During this period, Stalin actively supported Lenin. While many party members strongly protested against a return to capitalism when Lenin announced the New Economic Policy, Stalin vigorously defended the NEP. Stalin masterfully managed the apparatus; Lenin was not very good at dealing with administrative issues. Trotsky saw himself as an orator, a theorist, but not an administrator. Zinoviev, Kamenev, Bukharin considered it beneath their dignity to occupy the apparatus. They considered Stalin to be “gray mediocrity,” so they entrusted him with what they thought was a completely mediocre job. But they did not take into account that he treated all orders responsibly, so he thought carefully about how the apparatus should develop and function in order to maintain the absolute power of the center. Lenin's declaration that the party was the guiding and guiding force in Soviet society required the creation of a strong and effective command and control mechanism. Stalin understood how administrative and organizational issues inseparable and important for party unity.

From this moment on, the creation of a new administration similar to the imperial bureaucracy begins. Key role in the creation of an extensive party apparatus belongs to Stalin. He alone of all the leaders had the experience, knowledge and patience for this kind of work. In addition, it was the understanding of the role of competent placement of personnel in key positions in all party structures that played a decisive role in strengthening Stalin’s power. At the X Party Congress, Stalin made a report “The immediate tasks of the party in national issue».

He called for a fight against great-power Great Russian chauvinism, as the main danger, and for a fight against local nationalism.
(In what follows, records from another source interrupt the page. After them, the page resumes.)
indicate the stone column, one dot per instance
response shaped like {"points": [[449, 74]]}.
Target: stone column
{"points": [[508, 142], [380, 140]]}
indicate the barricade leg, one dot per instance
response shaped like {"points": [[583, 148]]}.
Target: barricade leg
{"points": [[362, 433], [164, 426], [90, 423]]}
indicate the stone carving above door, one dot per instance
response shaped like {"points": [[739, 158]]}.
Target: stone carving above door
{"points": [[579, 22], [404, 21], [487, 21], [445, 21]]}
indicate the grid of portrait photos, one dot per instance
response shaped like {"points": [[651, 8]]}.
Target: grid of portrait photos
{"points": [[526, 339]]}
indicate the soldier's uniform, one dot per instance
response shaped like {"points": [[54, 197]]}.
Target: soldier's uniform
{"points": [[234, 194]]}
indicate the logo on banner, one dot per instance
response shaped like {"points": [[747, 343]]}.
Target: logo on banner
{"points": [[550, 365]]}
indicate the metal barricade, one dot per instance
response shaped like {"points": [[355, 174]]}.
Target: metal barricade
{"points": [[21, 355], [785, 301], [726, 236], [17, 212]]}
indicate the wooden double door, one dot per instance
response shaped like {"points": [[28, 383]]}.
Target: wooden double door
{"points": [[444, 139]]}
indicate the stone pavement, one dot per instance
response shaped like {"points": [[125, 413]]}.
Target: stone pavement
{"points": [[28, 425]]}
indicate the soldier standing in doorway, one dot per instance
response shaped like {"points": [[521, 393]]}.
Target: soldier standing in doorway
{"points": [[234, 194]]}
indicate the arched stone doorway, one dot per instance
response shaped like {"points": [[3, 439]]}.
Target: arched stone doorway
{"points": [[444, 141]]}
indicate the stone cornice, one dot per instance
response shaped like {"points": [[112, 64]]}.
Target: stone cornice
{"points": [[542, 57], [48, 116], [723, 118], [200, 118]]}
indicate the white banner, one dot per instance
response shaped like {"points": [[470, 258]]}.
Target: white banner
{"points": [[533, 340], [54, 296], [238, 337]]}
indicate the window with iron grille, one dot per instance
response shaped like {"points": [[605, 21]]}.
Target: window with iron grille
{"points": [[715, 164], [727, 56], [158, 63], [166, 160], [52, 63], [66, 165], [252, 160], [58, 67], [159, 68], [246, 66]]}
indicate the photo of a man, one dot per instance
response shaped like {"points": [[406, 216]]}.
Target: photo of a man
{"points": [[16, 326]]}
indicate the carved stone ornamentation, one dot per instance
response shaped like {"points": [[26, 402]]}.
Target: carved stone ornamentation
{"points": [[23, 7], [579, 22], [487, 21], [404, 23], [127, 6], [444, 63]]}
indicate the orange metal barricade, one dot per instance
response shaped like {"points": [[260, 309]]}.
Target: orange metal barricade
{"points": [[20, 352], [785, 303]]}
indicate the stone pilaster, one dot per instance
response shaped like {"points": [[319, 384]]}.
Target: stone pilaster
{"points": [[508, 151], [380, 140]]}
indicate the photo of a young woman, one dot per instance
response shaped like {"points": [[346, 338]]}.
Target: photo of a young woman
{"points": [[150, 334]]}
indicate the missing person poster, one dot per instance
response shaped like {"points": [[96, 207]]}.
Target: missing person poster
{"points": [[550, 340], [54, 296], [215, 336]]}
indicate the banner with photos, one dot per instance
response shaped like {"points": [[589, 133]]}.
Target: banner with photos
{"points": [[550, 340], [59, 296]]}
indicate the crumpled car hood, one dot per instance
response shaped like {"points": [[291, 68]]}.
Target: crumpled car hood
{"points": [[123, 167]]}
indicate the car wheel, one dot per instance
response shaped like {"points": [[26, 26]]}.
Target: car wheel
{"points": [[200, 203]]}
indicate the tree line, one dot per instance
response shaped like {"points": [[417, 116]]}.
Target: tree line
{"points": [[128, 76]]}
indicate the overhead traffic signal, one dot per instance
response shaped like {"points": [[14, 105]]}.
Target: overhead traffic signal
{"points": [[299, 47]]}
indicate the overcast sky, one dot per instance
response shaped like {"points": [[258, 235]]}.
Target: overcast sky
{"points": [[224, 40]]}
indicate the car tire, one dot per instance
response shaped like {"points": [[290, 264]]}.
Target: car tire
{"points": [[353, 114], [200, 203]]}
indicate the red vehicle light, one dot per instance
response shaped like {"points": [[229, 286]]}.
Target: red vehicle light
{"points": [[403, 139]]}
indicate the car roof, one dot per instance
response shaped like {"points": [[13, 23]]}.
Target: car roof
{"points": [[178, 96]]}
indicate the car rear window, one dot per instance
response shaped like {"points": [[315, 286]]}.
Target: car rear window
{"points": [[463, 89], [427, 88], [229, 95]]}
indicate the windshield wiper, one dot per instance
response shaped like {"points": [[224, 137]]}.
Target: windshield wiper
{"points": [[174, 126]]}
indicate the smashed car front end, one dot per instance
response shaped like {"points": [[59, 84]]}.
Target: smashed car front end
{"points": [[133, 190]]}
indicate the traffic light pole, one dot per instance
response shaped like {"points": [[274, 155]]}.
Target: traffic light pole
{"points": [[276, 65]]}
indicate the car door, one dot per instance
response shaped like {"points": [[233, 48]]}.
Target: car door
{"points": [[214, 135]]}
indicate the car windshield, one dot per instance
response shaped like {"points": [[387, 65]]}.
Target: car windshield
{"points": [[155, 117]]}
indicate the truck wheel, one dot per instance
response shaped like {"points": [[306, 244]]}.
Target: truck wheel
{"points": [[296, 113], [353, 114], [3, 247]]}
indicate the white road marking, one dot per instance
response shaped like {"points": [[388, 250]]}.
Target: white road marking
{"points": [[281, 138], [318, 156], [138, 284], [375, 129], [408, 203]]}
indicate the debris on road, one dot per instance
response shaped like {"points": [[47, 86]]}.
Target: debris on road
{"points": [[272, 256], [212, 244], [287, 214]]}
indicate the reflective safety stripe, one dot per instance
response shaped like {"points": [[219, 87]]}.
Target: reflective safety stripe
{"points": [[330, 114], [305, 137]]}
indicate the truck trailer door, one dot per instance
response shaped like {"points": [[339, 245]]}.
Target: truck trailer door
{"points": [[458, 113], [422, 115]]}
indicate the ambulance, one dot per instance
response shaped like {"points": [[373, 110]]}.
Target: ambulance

Thanks to this speech, he was able to strengthen his influence among communists with moderate centrist views on the national question, both in the Russian party leadership and in the outlying organizations of the country. This contributed to the acquisition of additional allies in the party ranks. The congress delegates recognized that Stalin not only understood the national question, but was also capable of developing and justifying a theoretical basis. This played a significant role in the expansion of his power, which happened relatively quickly.